Make sure you used a new washer. Also make sure you tighted the regulator down firmly and check it a few hours later.


----------



## sfish (Feb 7, 2006)

Rex Grigg said:


> What kind of tubing are you using? Silicone can lose up to 6% of the CO2 per foot.


I use CO2-Proof Tubing 100 from aquatic-store. I am not sure what they are made of but am sure not silicone.



Rex Grigg said:


> Make sure you used a new washer. Also make sure you tighted the regulator down firmly and check it a few hours later.
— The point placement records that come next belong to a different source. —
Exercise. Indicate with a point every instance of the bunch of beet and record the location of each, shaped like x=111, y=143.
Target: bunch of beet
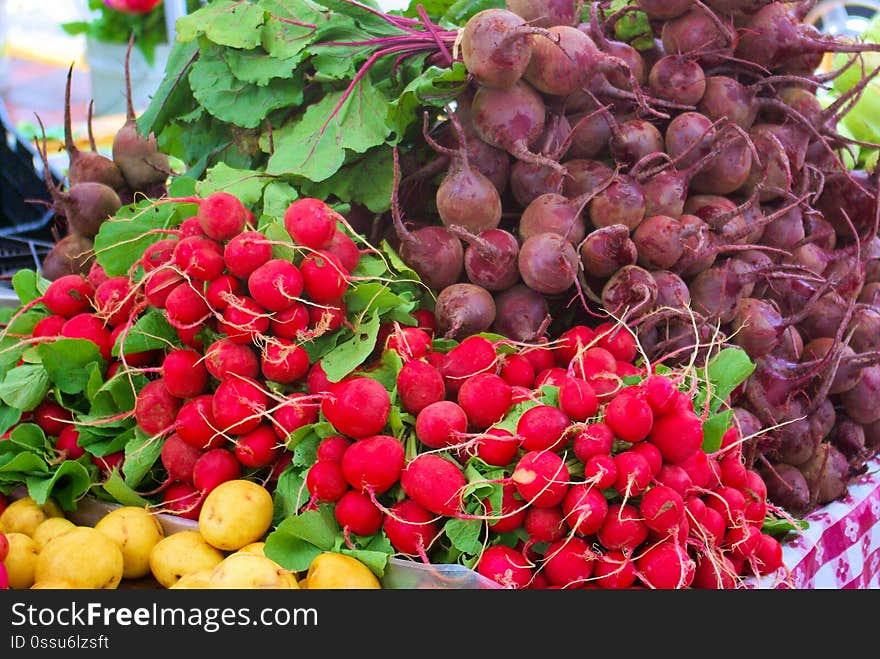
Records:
x=604, y=486
x=226, y=392
x=98, y=186
x=696, y=190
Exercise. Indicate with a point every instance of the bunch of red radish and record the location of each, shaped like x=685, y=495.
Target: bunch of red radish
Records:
x=241, y=316
x=608, y=487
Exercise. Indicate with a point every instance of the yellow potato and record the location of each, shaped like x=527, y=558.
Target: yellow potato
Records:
x=53, y=584
x=251, y=571
x=331, y=570
x=194, y=581
x=180, y=554
x=84, y=557
x=136, y=531
x=51, y=528
x=25, y=515
x=21, y=560
x=257, y=548
x=235, y=513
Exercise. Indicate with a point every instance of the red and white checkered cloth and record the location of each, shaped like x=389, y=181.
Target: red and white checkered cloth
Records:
x=841, y=547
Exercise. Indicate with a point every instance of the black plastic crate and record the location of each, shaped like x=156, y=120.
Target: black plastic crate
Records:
x=25, y=223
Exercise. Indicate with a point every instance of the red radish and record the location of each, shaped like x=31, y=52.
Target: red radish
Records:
x=613, y=570
x=358, y=407
x=220, y=289
x=517, y=370
x=68, y=296
x=662, y=508
x=316, y=379
x=184, y=373
x=114, y=300
x=88, y=326
x=543, y=428
x=652, y=454
x=225, y=358
x=601, y=471
x=439, y=424
x=311, y=222
x=629, y=417
x=326, y=482
x=246, y=252
x=49, y=326
x=289, y=323
x=109, y=463
x=157, y=254
x=729, y=503
x=666, y=565
x=333, y=448
x=741, y=541
x=589, y=363
x=244, y=321
x=568, y=563
x=617, y=340
x=485, y=399
x=222, y=216
x=505, y=566
x=324, y=278
x=155, y=409
x=275, y=284
x=357, y=514
x=213, y=468
x=622, y=529
x=497, y=447
x=294, y=413
x=767, y=554
x=284, y=362
x=713, y=525
x=182, y=500
x=258, y=448
x=190, y=227
x=158, y=285
x=179, y=459
x=410, y=528
x=418, y=385
x=199, y=258
x=678, y=435
x=553, y=377
x=327, y=317
x=473, y=355
x=434, y=483
x=541, y=478
x=593, y=439
x=344, y=249
x=633, y=473
x=698, y=468
x=186, y=305
x=512, y=512
x=52, y=417
x=714, y=573
x=67, y=443
x=409, y=342
x=577, y=399
x=659, y=393
x=196, y=425
x=675, y=477
x=239, y=405
x=585, y=508
x=545, y=524
x=373, y=464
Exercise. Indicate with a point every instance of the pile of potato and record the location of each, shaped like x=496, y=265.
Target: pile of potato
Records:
x=47, y=550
I used a brand new plastic washer that came with the regulator. But I didn't check it after installed. I should do that this time.:icon_cry:


----------



## adamjh (Sep 2, 2005)

My 20lb tank has been running for the past 8 months. I don't know how long it will last, but, by logic, a 10lb tank should still be going at 4 months post-refill ( and probably should last much longer than that).


----------



## Adrian (Aug 17, 2005)

Get a solinoid, you don't need to run it day and night. But either way it should last longer than two months. I run mine with the lights on a 90gal. i's been about 6 months, that reminds me.......


----------



## Wasserpest (Jun 12, 2003)

My 10 lb tank has been providing CO2 to 3 tanks for a little over a year. It was perhaps a little overfilled, and is definitely going low now, approaching the 600 psi mark, but it CAN last that long if there are no leaks.

That's with a solenoid, so it runs only 10 hrs a day.


----------



## tazcrash69 (Sep 27, 2005)

My 10 lb ran for 4 months @1 BPS 24/7, and is currently giong on 2 months @ 3BPS and is still going strong. 

Definilty get get the soapy spray bottle out, and check.


----------